Prices sold off sharply on Monday and the selling pressure continued early Tuesday as output in the Gulf of Mexico resumed after being shut down as a precaution ahead of the arrival of Hurricane Barry. Furthermore, traders braced for a report that was expected to show record U.S. shale production
According to reports, producers on Monday began restoring some of the roughly three-quarters of output that was halted at Gulf of Mexico platforms ahead of Hurricane Barry. With the storm passing the region quickly, there isn’t expected to be any major damage to the platforms, which means normal production will resume sooner than expected.
On Monday, there was 1.3 million barrels per day (bpd) of oil production offline in the Gulf, about 80,000 barrels fewer than on Sunday. This indicates the process is slow, but nonetheless potentially bearish for prices. The selling we saw on Monday was likely related to liquidation of speculative long positions placed ahead of the arrival of the hurricane.
US Shale Output to Rise
Traders are also bracing for another jump in U.S. shale production. According to the U.S. Energy Information Administration (EIA) monthly drilling productivity report, U.S. oil output from seven major shale formations is expected to rise by about 49,000 bpd in August, to a record 8.55 million bpd. Overall U.S. crude production is now more than 12 million bpd.

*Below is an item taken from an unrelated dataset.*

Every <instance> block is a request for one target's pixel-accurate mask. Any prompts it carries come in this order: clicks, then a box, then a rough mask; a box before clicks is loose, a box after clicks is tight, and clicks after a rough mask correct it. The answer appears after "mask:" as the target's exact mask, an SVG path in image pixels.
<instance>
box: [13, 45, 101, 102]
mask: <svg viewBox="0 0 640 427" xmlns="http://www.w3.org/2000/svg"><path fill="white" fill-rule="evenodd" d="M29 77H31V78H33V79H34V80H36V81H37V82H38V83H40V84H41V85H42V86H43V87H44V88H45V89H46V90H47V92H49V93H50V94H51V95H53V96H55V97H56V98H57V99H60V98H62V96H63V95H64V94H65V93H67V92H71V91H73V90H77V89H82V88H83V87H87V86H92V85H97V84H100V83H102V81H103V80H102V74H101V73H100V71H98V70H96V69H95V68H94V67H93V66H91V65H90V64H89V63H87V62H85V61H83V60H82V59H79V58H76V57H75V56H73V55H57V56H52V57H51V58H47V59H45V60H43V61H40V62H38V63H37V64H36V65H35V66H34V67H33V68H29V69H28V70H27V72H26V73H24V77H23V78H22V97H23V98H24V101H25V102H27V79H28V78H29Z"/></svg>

With short-term bullish events like the hurricane or a dispute in the Middle East subsiding, traders are being forced to look at the dominate supply and demand factors. And the picture they are painting is bearish.
Yesterday, the EIA issued a bearish report on U.S. supply. Last week, OPEC and the International Energy Agency (IEA) released bearish reports on demand.
Essentially, the rising U.S. output and lower demand are undermining OPEC and its allies’ efforts to trim the global supply and stabilize prices. Prices could continue to fall because of these factors. Prices could plunge if conditions between the United States and Iran improve.
Look for volatility today with the release of the American Petroleum Institute’s (API) weekly inventories report at 20:30 GMT.